By the first-principles, the mechanical, electronic, and optical properties of NaBeCl3 cubic crystal at 0 ∼ 200 GPa are systematically researched for the first time. The lattice constant of NaBeCl3 is 4.55 Å. According to Cauchy's pressure, B/G and Poisson's ratio, NaBeCl3 exhibits excellent ductility under various pressures. The Poisson's ratio indicates the bonding type of NaBeCl3 is ionic. The electronic properties suggest that NaBeCl3 is an indirect semiconductor with a visible band gap of 2.314 eV at 0 GPa. Its band gap always narrows as pressure increases from 0 to 120 GPa. And NaBeCl3 demonstrates semimetal behavior at 120 GPa.
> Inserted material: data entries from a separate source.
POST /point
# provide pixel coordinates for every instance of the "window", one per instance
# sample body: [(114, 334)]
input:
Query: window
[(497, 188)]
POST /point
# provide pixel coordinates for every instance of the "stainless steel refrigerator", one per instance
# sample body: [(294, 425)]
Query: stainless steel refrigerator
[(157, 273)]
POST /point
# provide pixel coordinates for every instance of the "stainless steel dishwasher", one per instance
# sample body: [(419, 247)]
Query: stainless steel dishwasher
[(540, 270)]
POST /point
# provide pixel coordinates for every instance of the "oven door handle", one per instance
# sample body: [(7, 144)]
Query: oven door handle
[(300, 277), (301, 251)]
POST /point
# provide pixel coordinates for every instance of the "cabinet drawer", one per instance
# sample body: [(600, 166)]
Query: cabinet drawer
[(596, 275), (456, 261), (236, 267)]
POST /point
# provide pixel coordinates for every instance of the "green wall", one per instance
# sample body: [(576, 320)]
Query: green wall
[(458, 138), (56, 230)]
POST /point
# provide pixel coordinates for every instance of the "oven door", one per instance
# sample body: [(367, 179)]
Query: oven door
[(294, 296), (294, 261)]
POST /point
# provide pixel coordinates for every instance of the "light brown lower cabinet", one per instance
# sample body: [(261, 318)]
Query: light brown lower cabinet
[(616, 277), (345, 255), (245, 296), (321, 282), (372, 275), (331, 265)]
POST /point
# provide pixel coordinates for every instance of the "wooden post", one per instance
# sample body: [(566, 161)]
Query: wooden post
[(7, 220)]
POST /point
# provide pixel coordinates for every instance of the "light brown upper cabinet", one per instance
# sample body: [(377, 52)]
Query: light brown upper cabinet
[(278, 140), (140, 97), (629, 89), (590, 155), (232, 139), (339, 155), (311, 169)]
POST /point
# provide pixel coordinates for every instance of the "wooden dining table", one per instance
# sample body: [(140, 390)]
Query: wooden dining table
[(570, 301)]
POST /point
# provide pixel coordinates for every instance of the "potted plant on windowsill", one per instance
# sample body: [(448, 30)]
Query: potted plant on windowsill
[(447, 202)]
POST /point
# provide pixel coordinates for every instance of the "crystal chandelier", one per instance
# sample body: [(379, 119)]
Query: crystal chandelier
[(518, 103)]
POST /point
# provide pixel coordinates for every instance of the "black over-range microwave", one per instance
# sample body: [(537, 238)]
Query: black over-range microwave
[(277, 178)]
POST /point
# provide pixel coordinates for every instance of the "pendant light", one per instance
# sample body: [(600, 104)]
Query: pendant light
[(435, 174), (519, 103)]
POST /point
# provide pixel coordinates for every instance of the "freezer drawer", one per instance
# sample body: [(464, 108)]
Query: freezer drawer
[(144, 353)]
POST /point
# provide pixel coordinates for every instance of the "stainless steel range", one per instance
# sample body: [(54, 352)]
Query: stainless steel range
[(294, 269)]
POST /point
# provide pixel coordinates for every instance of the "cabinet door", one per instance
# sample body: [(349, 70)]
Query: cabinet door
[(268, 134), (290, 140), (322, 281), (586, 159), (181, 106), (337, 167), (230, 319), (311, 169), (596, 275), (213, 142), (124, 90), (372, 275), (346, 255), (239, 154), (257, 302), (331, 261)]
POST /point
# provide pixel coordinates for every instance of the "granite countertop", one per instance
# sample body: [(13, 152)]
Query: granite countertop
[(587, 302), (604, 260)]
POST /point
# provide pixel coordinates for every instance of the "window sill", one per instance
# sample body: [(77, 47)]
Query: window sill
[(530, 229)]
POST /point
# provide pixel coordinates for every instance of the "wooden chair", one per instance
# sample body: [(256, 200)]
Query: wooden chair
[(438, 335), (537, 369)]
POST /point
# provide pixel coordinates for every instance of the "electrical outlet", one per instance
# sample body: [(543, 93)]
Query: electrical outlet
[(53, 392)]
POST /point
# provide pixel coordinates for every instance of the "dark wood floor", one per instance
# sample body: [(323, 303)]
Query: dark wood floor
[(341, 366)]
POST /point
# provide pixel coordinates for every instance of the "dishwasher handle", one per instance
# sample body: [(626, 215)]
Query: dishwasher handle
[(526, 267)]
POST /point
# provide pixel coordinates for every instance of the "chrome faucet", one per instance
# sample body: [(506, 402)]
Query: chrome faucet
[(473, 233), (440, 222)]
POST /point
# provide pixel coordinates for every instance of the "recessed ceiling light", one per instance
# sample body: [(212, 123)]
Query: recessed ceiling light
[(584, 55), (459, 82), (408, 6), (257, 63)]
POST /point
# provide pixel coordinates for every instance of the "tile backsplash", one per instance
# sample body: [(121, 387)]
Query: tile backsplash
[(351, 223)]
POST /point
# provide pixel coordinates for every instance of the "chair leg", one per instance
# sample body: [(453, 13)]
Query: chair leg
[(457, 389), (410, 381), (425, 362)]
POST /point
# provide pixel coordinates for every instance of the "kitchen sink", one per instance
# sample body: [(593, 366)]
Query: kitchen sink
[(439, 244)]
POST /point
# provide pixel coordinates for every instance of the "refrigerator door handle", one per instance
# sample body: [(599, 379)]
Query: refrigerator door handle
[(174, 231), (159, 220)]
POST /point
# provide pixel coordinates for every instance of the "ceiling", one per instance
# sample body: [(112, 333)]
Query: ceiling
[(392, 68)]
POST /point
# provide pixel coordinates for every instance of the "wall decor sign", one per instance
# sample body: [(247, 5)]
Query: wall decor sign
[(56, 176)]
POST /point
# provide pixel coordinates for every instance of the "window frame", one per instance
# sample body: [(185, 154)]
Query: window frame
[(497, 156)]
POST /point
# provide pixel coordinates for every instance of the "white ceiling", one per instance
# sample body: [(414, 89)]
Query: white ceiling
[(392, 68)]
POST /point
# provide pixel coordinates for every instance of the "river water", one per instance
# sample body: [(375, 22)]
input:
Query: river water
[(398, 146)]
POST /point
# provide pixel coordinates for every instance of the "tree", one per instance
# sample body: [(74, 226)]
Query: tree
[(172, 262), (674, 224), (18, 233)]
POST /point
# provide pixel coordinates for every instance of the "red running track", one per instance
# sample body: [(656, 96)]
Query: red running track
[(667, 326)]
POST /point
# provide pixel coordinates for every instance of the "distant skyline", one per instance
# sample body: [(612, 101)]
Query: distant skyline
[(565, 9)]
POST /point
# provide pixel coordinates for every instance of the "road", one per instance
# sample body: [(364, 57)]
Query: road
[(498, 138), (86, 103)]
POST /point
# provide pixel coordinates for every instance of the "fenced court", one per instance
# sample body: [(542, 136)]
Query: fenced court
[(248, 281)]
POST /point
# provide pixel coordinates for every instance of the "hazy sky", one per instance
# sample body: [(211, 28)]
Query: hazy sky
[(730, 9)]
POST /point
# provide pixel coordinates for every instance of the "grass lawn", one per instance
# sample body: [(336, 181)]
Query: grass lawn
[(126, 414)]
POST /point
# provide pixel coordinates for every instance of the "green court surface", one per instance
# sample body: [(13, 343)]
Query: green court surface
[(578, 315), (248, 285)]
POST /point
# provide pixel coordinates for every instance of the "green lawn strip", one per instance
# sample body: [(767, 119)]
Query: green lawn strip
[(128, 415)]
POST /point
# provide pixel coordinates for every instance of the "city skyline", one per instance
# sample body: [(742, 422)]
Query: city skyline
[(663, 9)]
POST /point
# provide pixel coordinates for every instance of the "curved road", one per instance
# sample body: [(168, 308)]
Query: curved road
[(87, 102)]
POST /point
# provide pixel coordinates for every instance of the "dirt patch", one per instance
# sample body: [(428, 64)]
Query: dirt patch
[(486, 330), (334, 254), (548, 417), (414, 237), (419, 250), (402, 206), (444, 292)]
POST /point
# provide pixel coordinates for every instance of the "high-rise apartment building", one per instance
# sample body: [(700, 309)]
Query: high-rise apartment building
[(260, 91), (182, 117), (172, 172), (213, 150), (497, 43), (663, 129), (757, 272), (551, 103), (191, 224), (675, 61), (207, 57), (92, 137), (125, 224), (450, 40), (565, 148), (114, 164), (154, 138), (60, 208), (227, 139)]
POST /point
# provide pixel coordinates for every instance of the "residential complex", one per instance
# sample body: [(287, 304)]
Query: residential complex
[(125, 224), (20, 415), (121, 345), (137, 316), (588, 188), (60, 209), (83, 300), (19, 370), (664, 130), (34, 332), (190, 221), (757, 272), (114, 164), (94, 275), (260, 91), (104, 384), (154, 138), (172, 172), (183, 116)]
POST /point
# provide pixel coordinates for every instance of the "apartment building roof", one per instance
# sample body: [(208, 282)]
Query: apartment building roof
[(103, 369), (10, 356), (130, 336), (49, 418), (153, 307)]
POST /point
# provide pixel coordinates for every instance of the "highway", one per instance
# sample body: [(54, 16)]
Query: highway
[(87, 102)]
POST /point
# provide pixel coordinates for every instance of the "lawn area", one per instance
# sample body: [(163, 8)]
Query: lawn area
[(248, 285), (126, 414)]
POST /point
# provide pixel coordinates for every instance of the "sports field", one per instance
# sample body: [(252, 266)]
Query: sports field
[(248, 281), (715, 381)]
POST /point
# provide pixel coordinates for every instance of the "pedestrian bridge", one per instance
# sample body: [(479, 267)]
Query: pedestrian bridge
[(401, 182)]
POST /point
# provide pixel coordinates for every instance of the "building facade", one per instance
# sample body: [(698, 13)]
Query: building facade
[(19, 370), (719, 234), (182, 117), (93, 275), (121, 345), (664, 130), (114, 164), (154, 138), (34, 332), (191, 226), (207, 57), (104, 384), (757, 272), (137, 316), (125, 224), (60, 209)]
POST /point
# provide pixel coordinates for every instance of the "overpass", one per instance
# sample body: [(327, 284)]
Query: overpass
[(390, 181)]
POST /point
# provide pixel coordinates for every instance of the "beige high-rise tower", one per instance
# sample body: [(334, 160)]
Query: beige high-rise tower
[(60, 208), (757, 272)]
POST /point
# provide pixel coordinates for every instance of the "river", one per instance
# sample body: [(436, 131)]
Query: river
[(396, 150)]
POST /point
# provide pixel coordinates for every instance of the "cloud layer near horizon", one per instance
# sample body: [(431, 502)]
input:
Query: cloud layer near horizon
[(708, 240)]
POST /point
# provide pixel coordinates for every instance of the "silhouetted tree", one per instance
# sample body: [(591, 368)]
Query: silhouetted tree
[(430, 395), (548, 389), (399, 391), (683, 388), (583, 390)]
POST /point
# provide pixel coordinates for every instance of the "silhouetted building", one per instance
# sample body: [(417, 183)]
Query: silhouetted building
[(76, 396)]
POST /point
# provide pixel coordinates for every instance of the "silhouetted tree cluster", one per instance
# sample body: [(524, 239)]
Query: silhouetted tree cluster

When the pressure exceeds 120 GPa, NaBeCl3 exhibits metallic behavior. Additionally, the results of optical properties show that the wide range of absorbed energy, high absorption peak, and high peak of dielectric function at high pressure make NaBeCl3 potential for optoelectronic devices. The research in this paper would contribute to the theoretical guidance for future experimental studies of the NaBeCl3 crystal.